Working with Wild Parsnip

Taming Parsnip
In 2017 and 2018, Friends of Lanark County volunteers manually removed parsnip and saved all flowering plants from herbicide spraying along 60 lane kilometers of roadways under Lanark County’s Adopt-A-Road program. The following reflects their collective knowledge and experience.

What is wild parsnip?

Wild Parsnip is a version of the garden vegetable, brought from Europe hundreds of years ago. Parsnip likes to grow in sunny locations, in bare soil along roadways. In its first year, parsnip grows a cluster of leaves radiating out from its centre, and down below it grows a taproot. In its second summer, parsnip sends up a tall, hollow stalk with clusters of bright yellow flowers that look like tiny umbrellas. These flowers mature into seeds that remain viable for several years.

Why is there so much hype about this plant?

The main concern is that if sap from this plant comes into contact with skin, and is then exposed to sunlight, a chemical reaction can result in a mild or severe burn or rash, and sometimes blisters. In rare instances the skin damage may persist.

Do I need to be afraid of it?

No. It is fairly easy to protect yourself from parsnip sap. Learn to recognize what this plant looks like so that you can avoid it. Unlike with poison ivy that causes skin rash from oil on the surface of the ivy, parsnip plants must be broken to expose the sap. If you wash the parsnip sap off with soap and cold water as soon as possible and avoid exposure to sunlight for 48 hours, you can avoid the rash.

How do I protect myself when I remove parsnip from my yard or roadway?

If you want to remove parsnip, wear long sleeves and pants, gloves and eye protection. The sap washes off easily, so having water with you while you work is recommended. Wash everything thoroughly afterwards and take a shower. Some people prefer to pull parsnip in the evening or on a cloudy day. If your skin is well covered and you do not break the stock or crush the leaves or flowers, it is unlikely that any sap will get on you.

How can I manage it safely?

Parsnip plants can be pulled, tarped, mowed or clipped. Plants should be removed before the flowers go to seed. As new flowers bloom from mid-June to September or October, repeated clipping or mowing will be needed. Pulling is easiest in the second year of growth when the flower stalks are forming. At this time, the root is actually shrinks and loosens up as it sends its nutrients up the flower stalk. Once the root is pulled, it will not come back. After using your equipment, be sure to wash it in soapy water.

Is the root easy to pull?

The root is relatively easy to pull out of the ground, especially after a rain, during a drought, and during the second year as the plant flowers and the root shrinks. Dig around the base of the plant with a spade and pull out as much of the taproot as possible. It is just like pulling a long carrot, which happens to be one of its relatives.

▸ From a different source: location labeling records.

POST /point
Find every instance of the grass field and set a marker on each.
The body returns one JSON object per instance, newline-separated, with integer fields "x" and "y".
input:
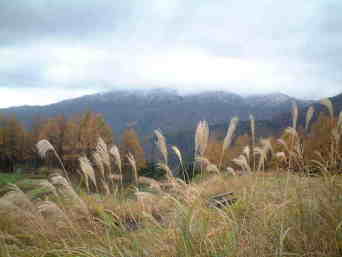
{"x": 275, "y": 215}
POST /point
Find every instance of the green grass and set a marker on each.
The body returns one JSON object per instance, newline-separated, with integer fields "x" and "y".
{"x": 6, "y": 178}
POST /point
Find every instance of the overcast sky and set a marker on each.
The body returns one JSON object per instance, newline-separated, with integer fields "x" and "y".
{"x": 56, "y": 49}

What about cutting the plant?

You can cut the root just below ground level with a sharp spade or knife. Another option is to snip off the flowers with clippers to prevent them from producing seeds, but this will need to be repeated several times as new flower stalks and flowers will grow over the summer. Whipper-snipping is not recommended because the sap flings out everywhere, and that is what you are trying to avoid.

What do I do with the pulled or snipped parsnip?

If you are working on your road frontage, find out from your municipality how to properly dispose of the plants. First year plants (ones without flowers or seeds) may be composted in a pile heavily covered with soil.

What’s the problem with spraying?

Roadside spraying kills all kinds of broadleaf plants, not just parsnip. All these plant species provide food for bees, butterflies and other insects and these insects are at the base of a food chain that ends with us. Repeated spraying of herbicides can create resistant plants.

In our opinion, herbicide mixtures have not been sufficiently evaluated in terms of environmental and human safety. Pesticides do not stay where they are applied and can spread through water systems, soil and air.

Prepared by Friends of Lanark County

Friends of Lanark County is not responsible for, and expressly disclaims all liability for, damages of any kind arising out of use, reference to, or reliance on any information contained in this flyer.